Alternatiflere bu ülkeyi yönetenlerin ve Türkiye’nin oturup karar vermesi gerektiğini kaydeden Küçük, ancak federasyonun olamayacağı, olsa da yaşayamayacağı görüşünü ifade etti.
Küçük, kızı Esen Küçük’ün 15 Ocak’ta Dr. Küçük’ün AKM’de gerçekleştirilen anma törenindeki konuşmasını da okudu.
Tatar: Büyük başarıydı
UBP Genel Başkanı Ersin Tatar da nereden nereye gelindiğiyle ilgili tarihsel bilgiler verdi, Rumların planlarını anlattı ve o yıllarda örgütlenmenin, mücadele lideri olmanın kolay olmadığını ifade etti.
Tatar, tarihsel süreçteki en büyük başarılarından birinin Türkiye’nin dikkatini adaya çekmek olduğunu anlattı.
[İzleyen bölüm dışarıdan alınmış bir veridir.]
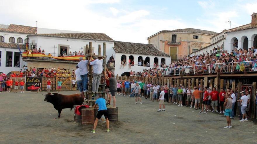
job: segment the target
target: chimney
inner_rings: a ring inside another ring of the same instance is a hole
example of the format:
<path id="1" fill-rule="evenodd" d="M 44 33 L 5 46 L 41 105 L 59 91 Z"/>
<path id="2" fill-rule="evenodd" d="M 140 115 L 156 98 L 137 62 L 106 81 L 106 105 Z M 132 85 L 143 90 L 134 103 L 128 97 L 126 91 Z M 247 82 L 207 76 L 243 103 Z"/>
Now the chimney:
<path id="1" fill-rule="evenodd" d="M 253 26 L 257 24 L 257 13 L 253 13 L 251 16 L 252 17 L 251 25 Z"/>

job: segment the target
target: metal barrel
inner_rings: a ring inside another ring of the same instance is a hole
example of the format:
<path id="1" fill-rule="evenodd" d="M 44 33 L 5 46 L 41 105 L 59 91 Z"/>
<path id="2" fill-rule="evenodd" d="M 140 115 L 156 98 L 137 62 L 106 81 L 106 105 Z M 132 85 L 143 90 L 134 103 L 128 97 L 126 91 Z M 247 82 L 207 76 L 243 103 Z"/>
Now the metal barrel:
<path id="1" fill-rule="evenodd" d="M 109 107 L 107 108 L 108 110 L 109 120 L 118 120 L 118 108 Z"/>
<path id="2" fill-rule="evenodd" d="M 95 118 L 96 118 L 96 115 L 97 115 L 97 113 L 98 112 L 98 108 L 95 108 Z M 104 115 L 103 115 L 102 116 L 102 117 L 101 118 L 98 120 L 98 122 L 100 123 L 104 123 L 106 122 L 106 120 L 105 119 L 105 118 L 104 117 Z"/>
<path id="3" fill-rule="evenodd" d="M 95 122 L 95 110 L 92 108 L 84 109 L 81 110 L 82 125 L 91 125 Z"/>

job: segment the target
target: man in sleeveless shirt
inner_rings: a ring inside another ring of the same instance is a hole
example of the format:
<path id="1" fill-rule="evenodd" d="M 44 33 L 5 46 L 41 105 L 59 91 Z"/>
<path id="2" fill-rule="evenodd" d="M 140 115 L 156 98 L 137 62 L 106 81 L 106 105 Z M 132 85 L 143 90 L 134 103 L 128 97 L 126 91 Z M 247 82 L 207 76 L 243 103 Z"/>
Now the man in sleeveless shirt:
<path id="1" fill-rule="evenodd" d="M 229 95 L 226 95 L 225 96 L 226 99 L 225 100 L 223 106 L 226 109 L 225 110 L 225 115 L 227 118 L 227 125 L 224 127 L 224 128 L 230 129 L 232 127 L 232 126 L 231 126 L 231 119 L 230 119 L 232 109 L 232 99 Z"/>

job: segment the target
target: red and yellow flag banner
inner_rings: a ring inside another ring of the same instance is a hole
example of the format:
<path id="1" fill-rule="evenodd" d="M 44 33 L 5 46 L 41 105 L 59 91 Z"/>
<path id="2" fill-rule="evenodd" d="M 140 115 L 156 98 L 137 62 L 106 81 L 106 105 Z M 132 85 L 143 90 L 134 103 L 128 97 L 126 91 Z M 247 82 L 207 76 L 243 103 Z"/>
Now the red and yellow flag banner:
<path id="1" fill-rule="evenodd" d="M 22 53 L 22 57 L 24 58 L 29 57 L 49 57 L 57 60 L 66 60 L 67 61 L 78 61 L 79 60 L 80 57 L 82 57 L 83 58 L 83 59 L 84 60 L 85 59 L 85 56 L 84 56 L 56 57 L 46 55 L 41 53 L 31 53 L 29 54 L 28 51 L 23 52 Z"/>

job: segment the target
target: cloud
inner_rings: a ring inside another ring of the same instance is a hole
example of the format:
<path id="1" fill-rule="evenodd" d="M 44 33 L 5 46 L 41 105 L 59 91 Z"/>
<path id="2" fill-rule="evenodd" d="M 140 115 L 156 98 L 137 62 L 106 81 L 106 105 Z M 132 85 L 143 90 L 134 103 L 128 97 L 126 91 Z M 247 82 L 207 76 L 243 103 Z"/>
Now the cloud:
<path id="1" fill-rule="evenodd" d="M 117 14 L 119 13 L 119 11 L 114 8 L 110 8 L 109 9 L 112 13 L 112 14 L 114 16 L 117 15 Z"/>

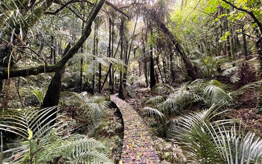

Denktaş’ın “Bayrağı Küçük’ten devraldım” lafını söylemesinin ve Küçük’e hürmetinin büyük olduğunu da ifade eden Tatar, Denktaş ile Küçük’ün 1960’da Zürih’e beraber giderek anlaşmalar yaptıklarını, son yıllarda yapılan zirvelerde sonuç alınamadığını ama o yıllarda Küçük ve Denktaş’ın çok başarılı neticeler elde ettiğini belirtti.
Tatar, Garanti ve İttifak Anlaşmalarıyla ilgili bilgiler aktardı ve Türkiye için müdahale hakkı elde edilmesini zekice başarı olarak niteledi.
Eroğlu: Artık yoluna girdi
UBP Onursal Başkanı 3. Cumhurbaşkanı Derviş Eroğlu da konuşmasında Kıbrıs konusunun basit bir konu olmadığını kaydetti ve “Kıbrıs konusu artık yoluna girdi giriyor” ifadesini kullandı.
Anavatan Türkiye ile UBP’nin Kıbrıs konusundaki görüşlerinin örtüştüğünü ifade eden Eroğlu, “Diğer partilerde kendi devletine sahip çıkma düşüncesinde olmayan yöneticiler bulunduğunu” iddia etti, dolayısıyla “Kıbrıs konusunda gerekeni UBP’nin yapacağını” savundu.
Konuşması boyunca ara ara anılarını anlatan Eroğlu, Denktaş ve Küçük’ün Türkiye’ye Kıbrıs konusunun kendi konuları olduğunu kabul ettirip Türkiye’yi arkalarına aldıklarını söyledi.
Kendisini anlaşma istemez diye suçlayanlar olduğunu belirten Eroğlu, kendisinin çok acılar gördüğünü, Barış harekatı sırasında cephe gerisinde doktorluk yaptığını anlattı.